Dare is also peppered with some nasty relationship songs which, as Oakley once observed, are more about “toxic sexual politics” than “believing in a thing called love.” “Do or Die” is the most austere sounding song on the album; its lyrics brilliantly impugn a malignant lover that Philip cannot seem to extricate himself from, while the rather plodding “I Am the Law” enters yet more disturbing territory with its overprotective and controlling proclamations. This song can perhaps be filed alongside the Police’s “Every Breath You Take” and Depeche Mode’s “Question of Time” as 80s pop tunes which obligingly illuminate the perspectives of slightly psychotic stalkers.

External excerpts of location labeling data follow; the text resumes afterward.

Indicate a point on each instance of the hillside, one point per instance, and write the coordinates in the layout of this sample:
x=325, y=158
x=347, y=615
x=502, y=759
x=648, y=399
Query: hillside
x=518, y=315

And yet even when the lyrics are toxic rather than life-affirming, the overwhelming air of detachment conjured by the coldly cyborgian music remains dominant. Perhaps the only song that breaks through the ice is “Don’t You Want Me?”, which was apparently relegated to being the last song on the album because Oakley so disliked it. The lyrics again conjure a possessive and potentially insane boyfriend, who objects to being abandoned by the lover that he purports to have single-handedly elevated from obscurity to stardom. She, for what it’s worth, sounds like a bit of a cold-blooded social climber, happy to discard her former beau now that she’s “made it.” After an accusatory verse, the bridge slips into disbelieving melancholy, before culminating in what can only be considered an outright threat – that if she doesn’t come back, then both of them will be sorry. It’s a thoroughly bad natured song with two not terribly sympathetic protagonists, and of course, it’s one of the finest moments in all of synthpop.

Dare, clearly, is all about the singles, and I can think of few albums which more effectively channel the aloof and inhuman sound of early 80s pop music. When it lapses into the more expansive avantgarde electronica of the band’s formative years, like on “Do or Die” or “Seconds”, then it gets a bit boring, even exasperating. 80s synthpop is indubitably at its best when packed into a four-minute single, and albums from this era are ultimately best judged on the strength of their radio hits. Dare has an abundance of these. But after an intensive listen, I wouldn’t necessarily have objected to the sound of something warmer and even flawed; a full-sounding guitar, some inexpertly played drums, vocals that briefly lose control. You don’t get that with the Human League, which is ironic, considering the name of the band – perhaps yet another attempt to remind the listener that, yes, there are flesh-and-blood people behind this music, just in case you forgot.

7/10
Highlights: “The Things That Dreams are Made Of”, “Sound of the Crowd”, “Don’t You Want Me?”